Data Package View - Tabular format

Hi All,

In the scenario where a data package provides 2 datasets linked by foreign key - eg examples/countries-and-currencies at main · frictionlessdata/examples · GitHub

What is the best way of specifying a combined tabular view that combines data from both sources?
For eg, for the countries-and-currencies package, is there a recommended way to specify a particular view of the data I want?

eg, source data is

countries-using-usd-and-gbp.csv
name
currency_alphabetic_code

currencies.csv
currency_alphabetic_code
currency
symbol

with the data related by currency_alphabetic_code

The data view I want is
countries-using-usd-and-gbp.name +
currencies.currency +
currencies.symbol

Cheers,
Simon

1 Like

Great question, @SimonG!

Perhaps @rufuspollock or @Stephen could take a stab at this.

Thanks @todrobbins … I couldn’t see a way to easily do this, and it still needs the package consumer to stitch the data together to present per the view. For practical reasons I’ve combined my data into a single resource, rather than multiple with a primary/foreign key relationship. It will do! Cheers

1 Like

I haven’t used it myself but data package pipelines may be worth a look

see also Announcing datapackage-pipelines version 2.0 - Open Knowledge Labs

1 Like

Thanks @Stephen - we do quite a lot of data pipelineing but we’re a nodejs shop and python isn’t on our radar. Thanks for the heads up though.

1 Like

@SimonG, since you are using Javascript, are you also using dataframe-js? If so, I suppose you could load each table in a dataframe and join them as in the example from the documentation:

df.innerJoin(df2, ['column2', 'column3']);

Note: if you are using Goodtables for data validation / continuous integration, please keep in mind that it does not yet support validation of foreign key relations.

1 Like

@herrmann interesting! No, I’m not using dataframe-js. I do use both lokijs and lunr in my projects - out of pure familiarity I’d probably defer to these first, but I’ll investigate what dataframe-js offers - thanks. I like the idea of Goodtables, but I use ajv for my validation needs (whilst not data-package aware ajv plugs into our node pipeline effectively). It’s great to see this type of tooling emerge - I can see a datapackage to ajv adaptor could be useful as well.

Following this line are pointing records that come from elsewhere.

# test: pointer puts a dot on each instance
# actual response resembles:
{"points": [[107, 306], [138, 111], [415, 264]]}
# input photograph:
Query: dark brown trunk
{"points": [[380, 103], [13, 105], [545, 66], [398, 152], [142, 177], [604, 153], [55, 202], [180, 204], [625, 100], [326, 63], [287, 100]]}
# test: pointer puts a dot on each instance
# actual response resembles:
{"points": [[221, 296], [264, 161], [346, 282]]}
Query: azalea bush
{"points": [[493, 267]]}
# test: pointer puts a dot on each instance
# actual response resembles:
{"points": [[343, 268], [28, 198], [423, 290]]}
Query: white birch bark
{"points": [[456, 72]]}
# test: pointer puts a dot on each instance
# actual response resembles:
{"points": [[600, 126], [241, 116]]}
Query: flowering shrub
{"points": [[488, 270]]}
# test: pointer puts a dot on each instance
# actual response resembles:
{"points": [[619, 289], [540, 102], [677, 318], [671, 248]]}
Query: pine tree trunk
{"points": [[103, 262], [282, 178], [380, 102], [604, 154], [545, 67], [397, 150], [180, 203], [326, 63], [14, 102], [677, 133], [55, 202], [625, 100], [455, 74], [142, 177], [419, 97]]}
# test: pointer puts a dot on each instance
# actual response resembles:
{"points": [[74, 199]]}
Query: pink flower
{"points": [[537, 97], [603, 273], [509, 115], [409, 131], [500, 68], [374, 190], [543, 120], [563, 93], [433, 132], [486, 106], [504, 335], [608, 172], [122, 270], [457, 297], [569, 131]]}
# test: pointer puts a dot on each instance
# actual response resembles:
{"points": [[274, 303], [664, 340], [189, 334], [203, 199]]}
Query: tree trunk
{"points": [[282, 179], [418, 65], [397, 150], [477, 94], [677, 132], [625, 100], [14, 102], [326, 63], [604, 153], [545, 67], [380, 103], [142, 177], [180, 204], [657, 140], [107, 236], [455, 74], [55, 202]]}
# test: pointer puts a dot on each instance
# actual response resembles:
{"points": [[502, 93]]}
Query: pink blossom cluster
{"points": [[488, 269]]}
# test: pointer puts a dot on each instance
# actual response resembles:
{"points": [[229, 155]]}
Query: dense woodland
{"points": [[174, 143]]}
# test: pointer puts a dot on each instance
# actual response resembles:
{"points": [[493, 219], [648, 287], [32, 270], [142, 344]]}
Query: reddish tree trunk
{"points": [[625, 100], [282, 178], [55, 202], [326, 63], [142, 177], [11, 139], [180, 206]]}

thanks again @herrmann, I’ve just found reason to try dataframe-js and have a better grasp of it. Indeed it is great for tabular data! lokijs as a nosql db is powerful but the clear use-case of dataframes makes perfect sense.

2 Likes

Glad to be of help!

I haven’t used dataframe-js myself yet, as today I use dataframes in Python with the Pandas library. But if I was to deal with data in javascript, that’s what I would try. Please let us know later about your experience with it, if you’d like to share it.